For image analysis, the neural networks that work best include multiple convolutional stages, in which the “neuron” description is largely replaced by that of a “filter” or “kernel.” The reasons for and implications of this renaming will be considered later.

In image analysis, convolutions work on 2-D arrays, combining values of contiguous and typically small sets of pixels, to generate new 2-D arrays (or filtered images). A simple example is the convolution with a kernel consisting of a 3 × 3 array with all nine elements equal to 1/9 (Fig. 5). By definition, the convolution operation produces an output image where the value at every position in the original is replaced by the average of the original value and that of its eight neighboring pixels—the result of multiplying these by the nine elements of the kernel and adding the results. This is the simplest form of a smoothing operation in two dimensions.

The figure also illustrates a 3 × 3 kernel that marks edges. However, in CNNs, none of these filters with defined functions are applied. In agreement with the general rule of ANNs, CNNs eschew operations with physical meaning, such as those in the Realtor’s example, and allow parameters to vary as dictated by the minimization of loss during the training process.

Moreover, in CNNs, convolutions are typically operators on 3-D arrays or “volumes” (multidimensional arrays are commonly called “tensors”). The bottom panel in Fig. 5 illustrates the work of a filter on an RGB image (a 3-D tensor). The simple rule is that the kernels must have the same size in the third dimension (a.k.a. number of “channels”) as that of the image or tensor to which it is applied. Thus, filtering an RGB color image, with three channels, requires a three-channel filter (27 parameters), as shown. The 3-D convolution in the example consists of placing the filter in every possible position in the plane of the image, replacing the original three values at every center with the sum of 27 products of filter parameters and underlying pixel values.

As described, filters perform weighted sums, identical to those of individual neurons represented by Eq. 5. Therefore, convolutional filters are formally “neurons”; they differ from the fully connected ones by operating on small sets of nearby pixels, therefore extracting local features. Thus, the outputs from convolutional layers are appropriately named “filtered images” or “feature maps.” In contrast, fully connected neuron layers take data from every pixel or neuron in the previous layer and produce outputs of a more abstract nature, called sometimes “feature vectors” or “latent features.”

Convolutional filters, a.k.a. “kernels,” are small arrays; compared with fully connected neurons, their parameters are very few, resulting in models with notably fewer weights. The conservation of local features plus the economy of weights explains the preference for CNNs in image classification and segmentation tasks. Convolutional layers have an additional virtue: by contrast with dense layers, which require inputs of fixed dimensions, they can be applied flexibly, to 2-D arrays of unspecified size.
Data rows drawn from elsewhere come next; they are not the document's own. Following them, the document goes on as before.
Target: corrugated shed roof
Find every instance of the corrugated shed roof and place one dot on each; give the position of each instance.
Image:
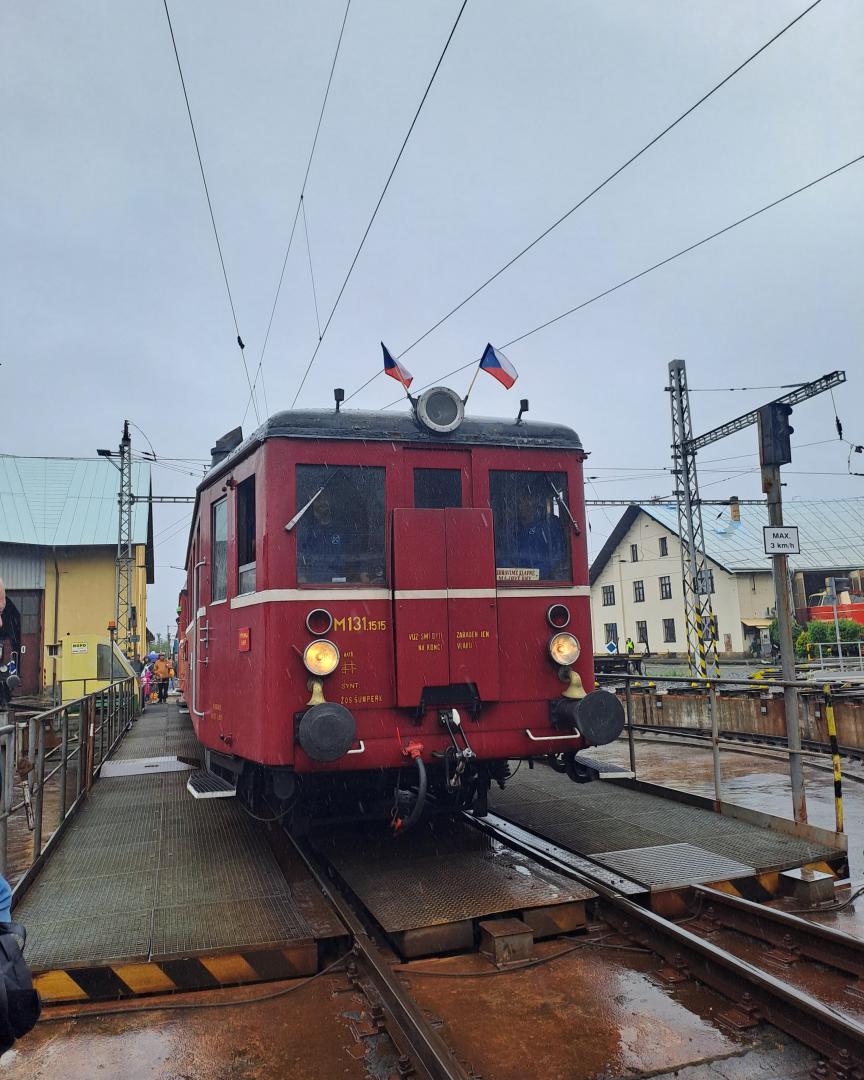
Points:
(66, 501)
(831, 534)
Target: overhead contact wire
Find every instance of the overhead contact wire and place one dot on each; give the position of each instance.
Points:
(657, 266)
(686, 251)
(609, 178)
(380, 200)
(258, 372)
(311, 271)
(210, 203)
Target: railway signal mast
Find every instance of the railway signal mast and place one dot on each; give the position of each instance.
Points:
(124, 551)
(774, 450)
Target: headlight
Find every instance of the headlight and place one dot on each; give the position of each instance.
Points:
(564, 649)
(321, 658)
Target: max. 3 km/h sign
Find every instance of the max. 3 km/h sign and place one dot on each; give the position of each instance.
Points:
(781, 540)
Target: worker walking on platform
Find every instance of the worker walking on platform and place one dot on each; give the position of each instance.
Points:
(161, 674)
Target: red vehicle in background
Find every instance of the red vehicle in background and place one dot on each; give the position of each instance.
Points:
(383, 610)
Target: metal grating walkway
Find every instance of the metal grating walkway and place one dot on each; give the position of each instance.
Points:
(442, 873)
(657, 841)
(146, 873)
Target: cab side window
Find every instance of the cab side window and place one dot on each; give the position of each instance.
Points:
(340, 537)
(245, 536)
(531, 532)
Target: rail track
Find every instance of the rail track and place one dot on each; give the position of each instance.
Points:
(756, 991)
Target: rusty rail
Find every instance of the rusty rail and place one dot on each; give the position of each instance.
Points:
(415, 1038)
(54, 779)
(825, 1029)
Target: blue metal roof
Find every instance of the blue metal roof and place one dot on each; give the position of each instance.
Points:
(67, 501)
(831, 532)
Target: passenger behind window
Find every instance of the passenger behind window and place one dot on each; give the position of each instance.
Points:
(324, 545)
(540, 542)
(340, 538)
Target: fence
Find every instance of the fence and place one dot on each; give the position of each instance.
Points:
(704, 701)
(836, 656)
(51, 759)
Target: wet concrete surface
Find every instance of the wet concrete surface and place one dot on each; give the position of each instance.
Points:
(311, 1034)
(593, 1014)
(761, 782)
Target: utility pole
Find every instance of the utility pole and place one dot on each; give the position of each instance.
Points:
(698, 613)
(775, 450)
(124, 552)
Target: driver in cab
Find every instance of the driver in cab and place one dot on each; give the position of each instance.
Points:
(540, 541)
(325, 547)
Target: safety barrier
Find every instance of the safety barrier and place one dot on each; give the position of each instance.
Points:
(52, 759)
(705, 700)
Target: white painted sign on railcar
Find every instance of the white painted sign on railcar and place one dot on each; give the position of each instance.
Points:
(781, 540)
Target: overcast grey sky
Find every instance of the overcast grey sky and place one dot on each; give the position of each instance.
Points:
(112, 301)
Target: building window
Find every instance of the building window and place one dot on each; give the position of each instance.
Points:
(437, 488)
(245, 536)
(218, 582)
(531, 526)
(340, 537)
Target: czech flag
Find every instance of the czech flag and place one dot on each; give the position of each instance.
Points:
(497, 364)
(396, 370)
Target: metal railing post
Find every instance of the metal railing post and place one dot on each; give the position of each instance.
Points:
(39, 788)
(3, 815)
(629, 712)
(715, 744)
(91, 739)
(64, 766)
(835, 756)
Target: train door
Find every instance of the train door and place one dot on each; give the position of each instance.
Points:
(445, 602)
(28, 604)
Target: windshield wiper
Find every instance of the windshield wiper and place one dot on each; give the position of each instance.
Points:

Full, end-to-end, input-to-output flexibility is implemented in “fully convolutional networks,” or FCNs (Shelhamer et al., 2017), which, as the name indicates, only have convolutional components.

Practical convolutional layers consist of multiple different filters, each producing a different intermediate 2-D image. These images are stacked to constitute 3-D tensors that are passed as inputs to the next layer. The dimensions of the tensors vary, depending on the number and operation of filters, which can be defined with entire freedom. Fig. 5 illustrates how a convolution makes the first and second dimensions smaller (“downsampling,” the 4 × 4 original is reduced to 2 × 2). When dealing with larger images, a more effective way of reducing these dimensions is by skipping pixels in the convolution (a procedure known as “striding”). Conversely, it is possible to avoid the change in the first and second dimensions by the simple “padding” maneuver. An ingenious procedure that expands images (i.e., increases their *x*–*y* dimensions) will be described in the section about the semantic segmentation approach to image analysis.

Fig. 6 illustrates an actual CNN. In the example, as in most working networks, the strategy is to first “encode,” also called “downsample”; namely, decrease the image size (dimensions 1 and 2) from layer to layer, while increasing the number of channels (dimension 3), which is achieved by increasing the number of filters in successive layers. The theoretical justification for adding filters is that a reduction in image size without a corresponding increase in the numbers of filters would incur in loss of information. (This rule, however, is customarily violated—not followed strictly—as both *x* and *y* dimensions are halved, corresponding to a fourfold reduction in pixel numbers, while the number of filters is only doubled!).

The example consists of nine layers, with the input image conventionally indexed as layer 0.

The working categorical models in Data S1 of Ríos et al. (2024) consist of 175 layers. Same as in Fig. 6, only a few layers, the last or “top” ones, are fully connected (“dense”). Choosing a network configuration involves deciding on hyperparameters—numbers of layers, their mode of operation, and their numbers of elements—plus other aspects described later. While the regular parameters are optimized by automated iterative minimization of error, these hyperparameters are chosen by trial and error, guided by the collective experience of the field.

#### A variety of model architectures

As stated above, the components and modes of operation of CNNs are chosen at liberty. This freedom and the intense research activity in the field often lead to innovations that achieve improvements in predictive accuracy and/or reduction in the size of the models required for the same performance (with economies of computing hardware, energy consumption, or time). Four such advances were applied in the categorical classifier models assembled by Ríos et al. (2024). Here, we recapitulate their main features. Later in the tutorial, we will examine the semantic segmenters, which install a radically different approach to classification.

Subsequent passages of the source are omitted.